I borrowed a digital camera for a few minutes to register some dagger techniques interpreted from Talhoffer's Fechtbuch. The victims, who did most of this for the first time, are Tom De Jaegher as attacker and Jean Trembloy as defender. This is only a very small sample of the techniques displayed in the Fechtbuch. See also my review of the book here.
Note: since their first appearance on this page, these pictures have sparked heated discussions in certain forums. The author and the models make NO claims whatsoever on the effectiveness of the techniques, the sanity of grabbing a knife at the pointy end, or the suitability of these techniques for modern 'tactical folders' or lightsabers. Our only purpose is to reconstruct the techniques as explained in the Fechtbuch.
our wooden daggers
First technique (tafel 170): turning back the dagger. Against a downward stab, with reversed grip.
Second technique (tafel 171 and 182): shield and turning back. Against downward stab, defender has dagger in forward grip.
Third technique (tafel 174): Scissors. Against downward stab, defender has dagger in reverse grip.
Technique and counter from tafel 176: Jean has attempted a downward stab, Tom has intercepted and pushes against the elbow, ready to move forward and throw Jean. Jean quickly moves to his right, steps behind Tom and throws him (note how Tom's dagger is locked).
Technique from tafel 181-182: Against an upward stab, the defender has grabbed the attacking arm and breaks it over the shoulder.
Technique from tafel 173, against a downward stab, circle the arm, put pressure on the elbow and throw.
The drawings in Talhoffers Fechtbuch seem to suggest the rondel daggers are double-edged, however most sources confirm they were single edged. It is probable that the drawings show the edge bevel, that started on the center line of the dagger.
this is a replica rondel dagger made by Fulvio Del Tin, sharpened by Chris
Reeve (of Sebenza fame), scabbard by Christian Fletcher
here studied by our resident ninja, Mughi.
The techniques shown above contain some of the most important principles of Talhoffer, as far as they can be determined from the new edition we use. There is very little explanation, but we can resort to counting the number of times a technique is used. Degen techniques are contained on tafels 170 through 190; each tafel contains two pairs, sometimes showing related techniques, sometimes not. The following numbers are therefor somewhat debatable.

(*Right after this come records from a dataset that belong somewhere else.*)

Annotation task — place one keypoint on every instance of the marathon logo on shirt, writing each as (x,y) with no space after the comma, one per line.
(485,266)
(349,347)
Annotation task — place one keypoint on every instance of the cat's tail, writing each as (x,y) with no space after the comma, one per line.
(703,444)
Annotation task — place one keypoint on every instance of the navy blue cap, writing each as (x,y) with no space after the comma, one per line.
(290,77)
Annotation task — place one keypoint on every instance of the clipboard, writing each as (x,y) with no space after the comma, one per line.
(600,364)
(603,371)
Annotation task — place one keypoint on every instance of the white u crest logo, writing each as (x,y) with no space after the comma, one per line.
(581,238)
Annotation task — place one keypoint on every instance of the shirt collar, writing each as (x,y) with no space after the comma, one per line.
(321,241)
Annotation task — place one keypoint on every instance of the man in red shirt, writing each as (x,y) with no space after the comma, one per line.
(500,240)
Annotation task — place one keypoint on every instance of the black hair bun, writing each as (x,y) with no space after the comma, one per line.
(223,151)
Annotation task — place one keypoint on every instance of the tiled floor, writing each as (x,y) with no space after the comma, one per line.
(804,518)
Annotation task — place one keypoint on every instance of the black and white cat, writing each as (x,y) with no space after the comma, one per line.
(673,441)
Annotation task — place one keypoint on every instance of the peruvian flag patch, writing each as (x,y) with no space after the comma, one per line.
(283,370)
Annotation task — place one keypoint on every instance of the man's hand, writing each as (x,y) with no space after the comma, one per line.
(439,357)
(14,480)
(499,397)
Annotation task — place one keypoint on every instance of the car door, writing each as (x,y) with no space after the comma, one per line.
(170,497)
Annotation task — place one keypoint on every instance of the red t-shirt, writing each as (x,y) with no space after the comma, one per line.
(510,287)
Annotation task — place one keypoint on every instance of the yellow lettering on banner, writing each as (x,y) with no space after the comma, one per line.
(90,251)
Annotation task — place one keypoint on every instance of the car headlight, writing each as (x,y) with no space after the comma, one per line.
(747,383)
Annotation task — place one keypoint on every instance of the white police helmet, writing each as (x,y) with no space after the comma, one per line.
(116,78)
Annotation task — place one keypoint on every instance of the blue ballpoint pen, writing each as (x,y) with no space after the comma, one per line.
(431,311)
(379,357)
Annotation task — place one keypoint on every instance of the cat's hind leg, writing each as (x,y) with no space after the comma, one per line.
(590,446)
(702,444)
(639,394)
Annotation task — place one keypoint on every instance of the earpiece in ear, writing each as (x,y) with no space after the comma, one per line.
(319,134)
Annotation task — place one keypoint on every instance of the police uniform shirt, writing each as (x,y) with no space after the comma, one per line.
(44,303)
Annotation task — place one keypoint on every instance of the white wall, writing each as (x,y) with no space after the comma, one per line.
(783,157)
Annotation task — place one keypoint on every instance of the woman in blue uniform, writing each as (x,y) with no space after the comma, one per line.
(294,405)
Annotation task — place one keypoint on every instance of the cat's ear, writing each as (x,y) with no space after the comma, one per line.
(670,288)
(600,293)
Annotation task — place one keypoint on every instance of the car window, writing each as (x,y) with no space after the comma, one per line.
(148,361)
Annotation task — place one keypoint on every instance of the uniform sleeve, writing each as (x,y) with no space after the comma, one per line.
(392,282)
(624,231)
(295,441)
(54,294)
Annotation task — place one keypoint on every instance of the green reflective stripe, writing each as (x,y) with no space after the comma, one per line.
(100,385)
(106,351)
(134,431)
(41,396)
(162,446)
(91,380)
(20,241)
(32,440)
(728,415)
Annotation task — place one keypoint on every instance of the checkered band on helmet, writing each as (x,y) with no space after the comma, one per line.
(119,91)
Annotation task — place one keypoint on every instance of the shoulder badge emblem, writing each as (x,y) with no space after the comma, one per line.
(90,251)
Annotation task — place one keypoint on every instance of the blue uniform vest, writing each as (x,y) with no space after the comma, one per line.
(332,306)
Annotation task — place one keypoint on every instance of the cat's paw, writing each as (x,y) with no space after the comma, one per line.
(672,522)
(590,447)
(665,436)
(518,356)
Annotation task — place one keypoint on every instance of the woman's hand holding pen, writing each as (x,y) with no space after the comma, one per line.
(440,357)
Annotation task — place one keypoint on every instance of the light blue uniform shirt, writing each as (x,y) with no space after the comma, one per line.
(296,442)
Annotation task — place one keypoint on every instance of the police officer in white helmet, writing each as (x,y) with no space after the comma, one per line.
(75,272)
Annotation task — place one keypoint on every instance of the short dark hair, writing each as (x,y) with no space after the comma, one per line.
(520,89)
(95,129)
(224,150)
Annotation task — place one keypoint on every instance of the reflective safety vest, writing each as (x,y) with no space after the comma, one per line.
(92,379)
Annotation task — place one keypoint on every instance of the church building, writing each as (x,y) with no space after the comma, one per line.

interesting things | number of occurences |
techniques | 25 |
countertechniques | 9 |
attacker uses downward stab (reverse grip) | 19 |
attacker uses upward stab (normal grip) | 3 |
defender uses normal grip | 15 |
defender uses reverse grip | 10 |
technique uses "shield" | 4 |
counters against "shield" | 4 |
technique uses "scissors" (hard to say which are counters) | 4 |
technique uses ikkyo-like elbow lock | 4 |
counters to the elbow lock | 2 |
defense uses redirection and direct counterstab | 4 |
techniques that end with throws | 10 |
sacrifice throws | 2 |
counters that end with throws | 4 |
throws that involve lifting a leg with the hands or the knife | 5 |
The following unarmed techniques against dagger are adapted from Achille Marozzo (repeated from faulty memory, that is). These are from the techniques included in Hutton's "Cold Steel." Hutton has (deliberately?) omitted all of Marozzo's techniques that involve grabbing the opponent's blade and wrenching it out of his hand, which are actually almost half of them. I have experimented with this blade-taking with various kinds of knives. As expected, the sharper the knife, the smaller the margin for error. So far I only got a small cut disarming a slim Opinel (the scary sharp carbon steel French knives that rust like hell), probably because I was worried the 1cm wide blade would snap. I've had worse paper cuts. The opponent was disarmed however. So I think it was a valid technique if you were unarmed and someone wanted to kill you.